X

New Hampshire: E-mail free or die...for now

Tax collectors say the Granite State can live up to its libertarian motto: They won't target Internet phone calls, chat rooms, Web mail and instant messaging. Yet.

Declan McCullagh Former Senior Writer
Declan McCullagh is the chief political correspondent for CNET. You can e-mail him or follow him on Twitter as declanm. Declan previously was a reporter for Time and the Washington bureau chief for Wired and wrote the Taking Liberties section and Other People's Money column for CBS News' Web site.
Declan McCullagh
3 min read
New Hampshire's tax commissioner has temporarily abandoned plans to tax a broad swath of online services, including Internet phone calls, chat rooms, Web mail and instant messaging.

A representative of the Department of Revenue Administration said Tuesday that after encountering criticism of the proposal at a public hearing the day before, Commissioner G. Philip Blatsos had decided to leave any Internet tax decisions to the state legislature.

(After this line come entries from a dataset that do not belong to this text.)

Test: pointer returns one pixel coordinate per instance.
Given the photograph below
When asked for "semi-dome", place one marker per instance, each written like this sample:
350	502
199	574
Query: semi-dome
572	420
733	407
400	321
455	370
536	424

"Because this is a tremendously important policy issue, rather than go through the rulemaking process at this point, we should defer to the legislative study committee," said Val Berghaus, an assistant to Blatsos. "At the request of legislative leaders of the Ways and Means committee, (Blatsos) is going to defer to that request." The legislative committee is scheduled to convene Aug. 4.

New Hampshire's now-postponed plans to extend an existing 7 percent tax on "two-way communications services" come as other states are eyeing the Internet as a potentially lucrative source of revenue.

Vonage is fighting fees and licensing requirements from New York, and California and New York are trying to collect taxes on out-of-state orders made over the Internet. Other states warn that if Americans switch to cheaper--and less-taxed--voice over Internet Protocol (VoIP) service, funding for grants aimed at providing poorer and rural areas with cheap analog service could be jeopardized.

New Hampshire, which boasts a state motto of "live free or die," requires its tax agency to revisit the tax code every eight years to see whether "there are any changes that need to be made," Berghaus said.

The Department of Revenue Administration had planned two major revisions to what would be encompassed by the 7 percent telecommunications tax. One would have covered any person or company who provides "two-way communications through the use of the Internet" including via DSL, ISDN, wireless broadband, T-1 connections, T-3 connections, or VoIP connections. The second would have covered voice mail, chat rooms, Web mail and instant messaging.

New Hampshire state Rep. Kurt Roessner, a Republican, said the legislative committee plans to look at the telecommunications taxes in general and probably will not target the Internet in a report due Nov 1. "Right now, I'm not aware of any intent on anyone's part to extend the New Hampshire communications services tax toward any Internet service," Roessner said Tuesday. "I'm not aware of any such thing."

Roessner said he was puzzled by the tax agency's surprise move to focus on Web and other services, but was gratified it deferred to the legislature. "I don't know why they announced their rulemaking proposal when they did," he said. "I don't even want to speculate about how or why that happened. I think that once the reaction that was generated was received and they were made aware of the impending study committee, they (backed off)."

"It's another example of states who have fiscal problems trying to turn this into problems for small business and consumers who use technology," said Steve DelBianco, executive director of NetChoice, which represents e-commerce firms. "One wonders what they were thinking when talking about a 7 percent tax on a service that's free like instant messaging or VoIP. How do you tax a service that's free?"

A federal ban restricting states from levying taxes on Internet access expired last fall, and ongoing squabbling over details of an extension has prevented Congress from renewing it. But the federal restrictions--if extended in their earlier form--include a grandfather clause, which New Hampshire tax officials believe provides a loophole that lets them target the Internet.